The Joint Admissions and Matriculation Board (JAMB) has retained 150 as the minimum cut-off mark for admission into Nigerian universities for the 2026 academic session.
The decision was announced following the Board’s policy meeting with relevant stakeholders, including university vice-chancellors, representatives of regulatory bodies, and other education sector players.
JAMB’s position reaffirms the benchmark that has guided university admissions in recent cycles, signaling continuity in the Board’s approach to managing the gateway into tertiary education across the country.
The retention of the 150 cut-off mark means that candidates who scored at or above that threshold in the Unified Tertiary Matriculation Examination (UTME) remain eligible to seek admission into degree-granting institutions, subject to meeting each university’s own internal cut-off requirements.
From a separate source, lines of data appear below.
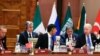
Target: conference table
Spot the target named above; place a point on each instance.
(47, 53)
(13, 54)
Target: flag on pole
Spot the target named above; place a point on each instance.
(96, 27)
(67, 20)
(82, 20)
(54, 19)
(38, 24)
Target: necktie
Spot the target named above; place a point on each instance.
(51, 44)
(88, 41)
(29, 35)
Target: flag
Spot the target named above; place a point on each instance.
(54, 19)
(96, 26)
(38, 24)
(82, 20)
(67, 20)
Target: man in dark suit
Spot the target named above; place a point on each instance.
(3, 31)
(87, 39)
(45, 41)
(67, 36)
(28, 33)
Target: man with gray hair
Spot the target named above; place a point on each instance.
(87, 39)
(28, 33)
(3, 31)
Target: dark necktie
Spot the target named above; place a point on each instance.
(30, 35)
(51, 45)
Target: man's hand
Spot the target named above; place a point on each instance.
(29, 45)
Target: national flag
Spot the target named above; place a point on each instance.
(96, 27)
(38, 24)
(67, 20)
(54, 19)
(82, 20)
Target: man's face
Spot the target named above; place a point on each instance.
(30, 28)
(87, 30)
(69, 31)
(54, 30)
(3, 33)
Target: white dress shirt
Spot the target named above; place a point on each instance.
(49, 41)
(90, 40)
(29, 34)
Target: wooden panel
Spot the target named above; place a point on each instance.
(13, 14)
(75, 9)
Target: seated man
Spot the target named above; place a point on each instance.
(3, 31)
(68, 38)
(28, 33)
(87, 39)
(45, 41)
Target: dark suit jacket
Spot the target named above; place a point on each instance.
(98, 41)
(23, 38)
(82, 40)
(65, 36)
(4, 43)
(43, 41)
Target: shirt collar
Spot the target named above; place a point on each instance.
(49, 35)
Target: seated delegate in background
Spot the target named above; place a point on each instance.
(45, 41)
(97, 36)
(3, 31)
(68, 36)
(28, 33)
(87, 39)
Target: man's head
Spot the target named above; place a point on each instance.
(69, 30)
(29, 26)
(3, 31)
(52, 29)
(87, 28)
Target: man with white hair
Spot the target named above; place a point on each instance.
(28, 33)
(87, 39)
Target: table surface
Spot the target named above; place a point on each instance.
(49, 55)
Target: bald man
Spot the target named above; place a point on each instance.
(87, 39)
(3, 31)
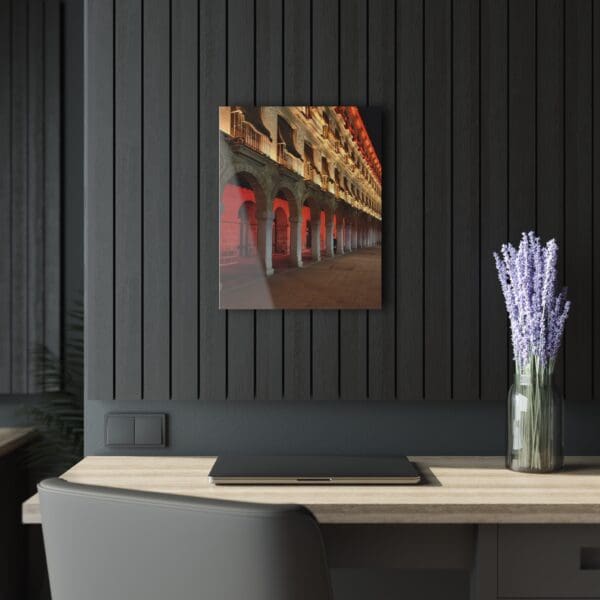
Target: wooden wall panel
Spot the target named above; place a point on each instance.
(489, 129)
(30, 185)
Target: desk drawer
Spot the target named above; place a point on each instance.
(549, 561)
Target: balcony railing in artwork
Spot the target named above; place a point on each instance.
(242, 130)
(283, 157)
(309, 172)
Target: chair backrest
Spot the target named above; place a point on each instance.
(111, 544)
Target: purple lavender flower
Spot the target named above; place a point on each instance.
(537, 314)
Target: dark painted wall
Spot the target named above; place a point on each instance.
(30, 188)
(490, 119)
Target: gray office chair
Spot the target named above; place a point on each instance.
(110, 544)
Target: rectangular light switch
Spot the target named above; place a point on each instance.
(119, 430)
(150, 430)
(136, 430)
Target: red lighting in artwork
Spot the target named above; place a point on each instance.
(356, 126)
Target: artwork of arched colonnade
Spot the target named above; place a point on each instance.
(268, 211)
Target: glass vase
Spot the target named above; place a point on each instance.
(535, 419)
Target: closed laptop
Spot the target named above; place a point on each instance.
(306, 470)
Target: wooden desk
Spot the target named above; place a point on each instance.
(517, 535)
(458, 490)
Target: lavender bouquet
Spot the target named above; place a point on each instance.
(537, 316)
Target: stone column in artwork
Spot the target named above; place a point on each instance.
(329, 235)
(348, 236)
(265, 241)
(296, 241)
(315, 234)
(340, 235)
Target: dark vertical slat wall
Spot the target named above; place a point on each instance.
(382, 93)
(185, 278)
(30, 186)
(297, 327)
(5, 197)
(269, 82)
(154, 243)
(99, 126)
(409, 182)
(213, 327)
(353, 90)
(128, 199)
(489, 129)
(579, 204)
(465, 199)
(493, 162)
(550, 130)
(437, 200)
(325, 44)
(241, 331)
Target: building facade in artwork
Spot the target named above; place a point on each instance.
(296, 183)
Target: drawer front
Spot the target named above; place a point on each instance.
(549, 561)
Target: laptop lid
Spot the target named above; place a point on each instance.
(305, 470)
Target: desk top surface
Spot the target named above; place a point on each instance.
(12, 438)
(456, 489)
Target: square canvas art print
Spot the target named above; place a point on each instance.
(299, 207)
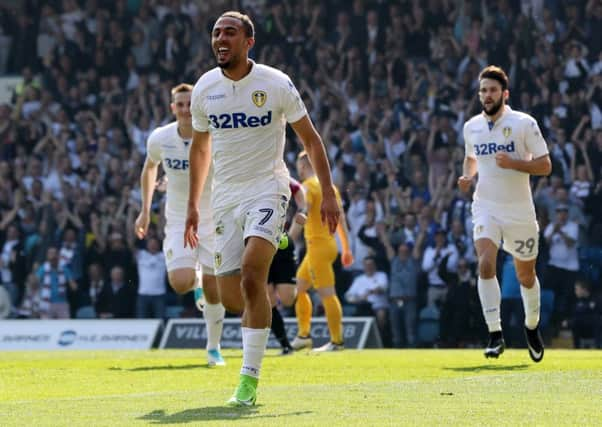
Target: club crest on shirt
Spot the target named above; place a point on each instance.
(259, 98)
(219, 228)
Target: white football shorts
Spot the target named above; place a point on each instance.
(519, 238)
(263, 217)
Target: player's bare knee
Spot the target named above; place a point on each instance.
(486, 267)
(233, 305)
(181, 285)
(526, 278)
(287, 297)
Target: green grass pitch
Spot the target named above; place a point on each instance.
(368, 388)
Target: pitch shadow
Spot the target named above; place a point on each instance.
(211, 413)
(160, 368)
(489, 368)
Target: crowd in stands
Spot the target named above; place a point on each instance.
(389, 85)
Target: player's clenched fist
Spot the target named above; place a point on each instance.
(347, 258)
(503, 160)
(191, 238)
(464, 182)
(330, 210)
(141, 225)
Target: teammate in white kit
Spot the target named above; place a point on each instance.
(504, 147)
(170, 145)
(239, 115)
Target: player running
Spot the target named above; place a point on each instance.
(239, 115)
(316, 268)
(169, 145)
(504, 147)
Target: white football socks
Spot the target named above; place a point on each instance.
(254, 342)
(531, 304)
(214, 319)
(491, 297)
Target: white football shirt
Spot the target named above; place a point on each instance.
(507, 191)
(165, 145)
(247, 121)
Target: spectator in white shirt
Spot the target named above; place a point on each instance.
(563, 265)
(151, 281)
(433, 255)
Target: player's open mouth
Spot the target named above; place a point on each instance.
(222, 53)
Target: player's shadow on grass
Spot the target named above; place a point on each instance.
(160, 368)
(212, 413)
(477, 368)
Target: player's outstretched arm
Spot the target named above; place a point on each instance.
(330, 209)
(541, 166)
(469, 170)
(148, 177)
(300, 217)
(199, 160)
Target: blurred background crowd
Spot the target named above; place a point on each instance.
(389, 85)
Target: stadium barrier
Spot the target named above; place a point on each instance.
(106, 334)
(358, 332)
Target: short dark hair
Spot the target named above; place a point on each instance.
(244, 19)
(182, 87)
(303, 156)
(496, 73)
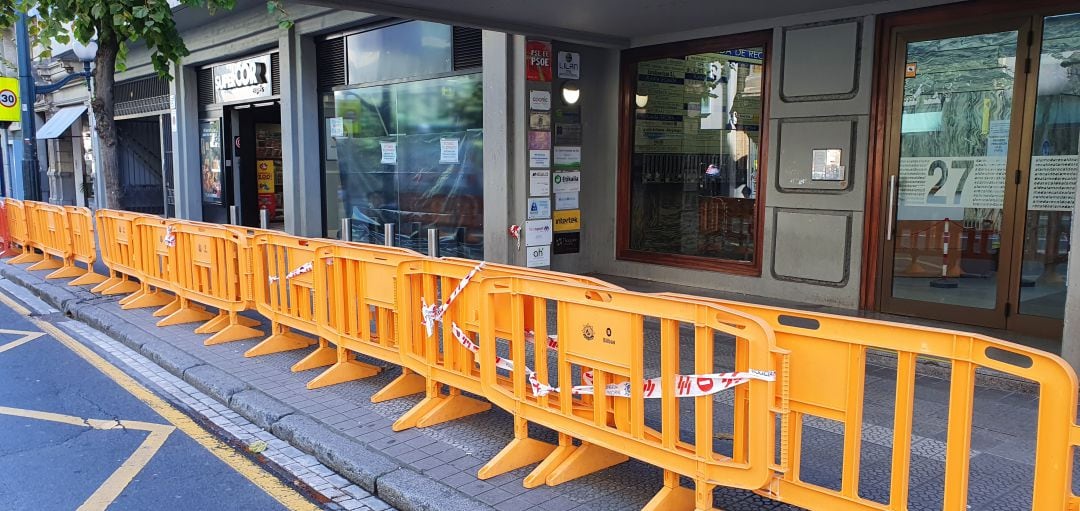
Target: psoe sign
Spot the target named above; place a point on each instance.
(247, 79)
(9, 99)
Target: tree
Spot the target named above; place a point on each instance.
(117, 24)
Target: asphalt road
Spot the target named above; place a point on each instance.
(71, 436)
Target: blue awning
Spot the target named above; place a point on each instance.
(59, 123)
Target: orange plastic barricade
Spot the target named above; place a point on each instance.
(83, 245)
(152, 260)
(284, 290)
(21, 233)
(48, 228)
(450, 285)
(355, 310)
(826, 380)
(601, 338)
(116, 233)
(205, 268)
(5, 244)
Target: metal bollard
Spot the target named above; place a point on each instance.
(433, 242)
(388, 234)
(346, 229)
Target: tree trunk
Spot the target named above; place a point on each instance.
(105, 66)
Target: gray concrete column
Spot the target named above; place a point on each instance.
(299, 132)
(505, 175)
(185, 132)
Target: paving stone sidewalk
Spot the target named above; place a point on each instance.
(435, 468)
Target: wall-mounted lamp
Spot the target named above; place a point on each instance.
(570, 93)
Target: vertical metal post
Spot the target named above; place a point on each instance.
(433, 242)
(346, 229)
(388, 234)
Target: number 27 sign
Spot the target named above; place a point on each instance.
(9, 99)
(972, 182)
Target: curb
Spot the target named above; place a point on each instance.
(376, 472)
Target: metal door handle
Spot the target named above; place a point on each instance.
(892, 207)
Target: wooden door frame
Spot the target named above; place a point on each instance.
(888, 29)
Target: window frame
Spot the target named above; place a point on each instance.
(629, 62)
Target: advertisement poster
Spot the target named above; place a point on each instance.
(569, 65)
(567, 157)
(265, 174)
(448, 150)
(567, 220)
(210, 156)
(567, 242)
(538, 61)
(540, 101)
(537, 232)
(539, 209)
(540, 140)
(537, 256)
(389, 150)
(539, 158)
(539, 183)
(567, 182)
(566, 201)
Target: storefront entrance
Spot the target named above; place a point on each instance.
(981, 159)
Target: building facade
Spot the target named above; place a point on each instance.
(913, 158)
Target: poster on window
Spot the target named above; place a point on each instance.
(538, 61)
(210, 156)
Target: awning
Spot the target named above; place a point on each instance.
(58, 124)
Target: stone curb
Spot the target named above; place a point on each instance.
(374, 471)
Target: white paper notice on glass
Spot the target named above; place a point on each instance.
(539, 183)
(336, 125)
(566, 201)
(540, 99)
(539, 209)
(537, 256)
(538, 232)
(448, 150)
(567, 182)
(539, 158)
(389, 152)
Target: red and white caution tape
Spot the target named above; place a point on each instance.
(170, 239)
(432, 313)
(686, 386)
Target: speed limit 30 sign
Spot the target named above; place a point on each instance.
(9, 99)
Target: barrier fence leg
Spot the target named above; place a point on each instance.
(672, 496)
(320, 358)
(347, 368)
(234, 330)
(520, 452)
(281, 339)
(407, 384)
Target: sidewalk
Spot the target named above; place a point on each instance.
(435, 468)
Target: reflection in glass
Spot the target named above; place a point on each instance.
(693, 170)
(1053, 177)
(954, 143)
(409, 155)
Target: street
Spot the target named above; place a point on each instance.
(75, 438)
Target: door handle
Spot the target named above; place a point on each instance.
(892, 207)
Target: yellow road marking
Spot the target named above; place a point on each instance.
(237, 461)
(27, 336)
(123, 475)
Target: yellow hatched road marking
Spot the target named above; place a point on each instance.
(237, 461)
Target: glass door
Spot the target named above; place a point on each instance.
(956, 104)
(1051, 148)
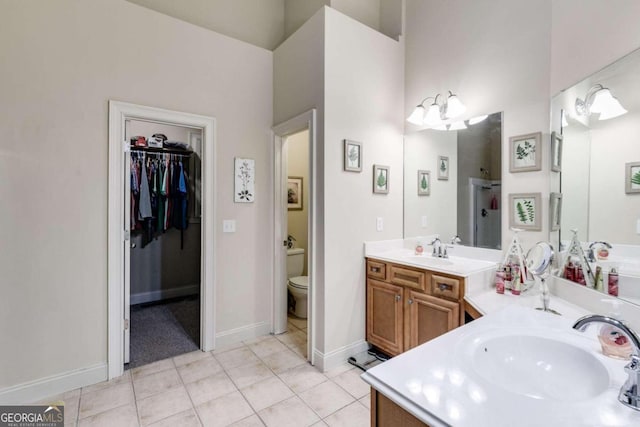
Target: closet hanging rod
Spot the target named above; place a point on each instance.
(185, 153)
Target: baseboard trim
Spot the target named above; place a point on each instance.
(243, 333)
(143, 297)
(333, 359)
(39, 389)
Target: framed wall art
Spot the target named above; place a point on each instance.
(525, 211)
(524, 153)
(380, 179)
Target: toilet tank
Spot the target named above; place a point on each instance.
(295, 262)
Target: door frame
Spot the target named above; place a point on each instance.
(119, 113)
(306, 120)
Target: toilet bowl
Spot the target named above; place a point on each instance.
(299, 288)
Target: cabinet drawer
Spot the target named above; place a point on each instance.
(406, 277)
(376, 269)
(445, 287)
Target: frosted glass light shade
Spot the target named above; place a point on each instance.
(417, 116)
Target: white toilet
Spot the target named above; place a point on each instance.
(297, 285)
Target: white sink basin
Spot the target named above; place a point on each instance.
(538, 367)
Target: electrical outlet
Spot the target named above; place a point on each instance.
(229, 226)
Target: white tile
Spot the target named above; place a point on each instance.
(94, 402)
(266, 393)
(152, 368)
(252, 421)
(199, 369)
(302, 377)
(123, 416)
(283, 360)
(210, 388)
(267, 346)
(187, 418)
(244, 376)
(163, 405)
(192, 356)
(289, 413)
(354, 415)
(326, 398)
(159, 382)
(352, 383)
(238, 357)
(224, 410)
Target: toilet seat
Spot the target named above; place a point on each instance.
(299, 282)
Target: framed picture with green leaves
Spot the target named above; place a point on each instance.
(632, 178)
(424, 183)
(380, 179)
(524, 153)
(525, 211)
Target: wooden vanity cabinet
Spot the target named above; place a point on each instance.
(409, 306)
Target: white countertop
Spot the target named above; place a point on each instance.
(436, 383)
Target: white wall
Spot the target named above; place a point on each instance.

Individual universities are, however, at liberty to set higher departmental cut-off marks depending on the competitiveness of their programmes and the volume of available admission slots.
This layered system means that while 150 qualifies a candidate for consideration, securing a place in a sought-after course at a top institution typically demands a significantly higher score.
The announcement comes at a time of heightened public scrutiny of Nigeria’s university admission process, particularly following widespread concerns over the performance of candidates in recent UTME sittings.
Education stakeholders have continued to debate whether the 150 benchmark adequately reflects the academic preparedness required for university-level study, with some advocacy groups calling for either a raise in the mark to improve standards or enhanced remedial support for candidates who fall just below the threshold.
JAMB, for its part, has maintained that the cut-off is a balanced and inclusive figure that gives a broad pool of qualified candidates a fair opportunity to access higher education in Nigeria.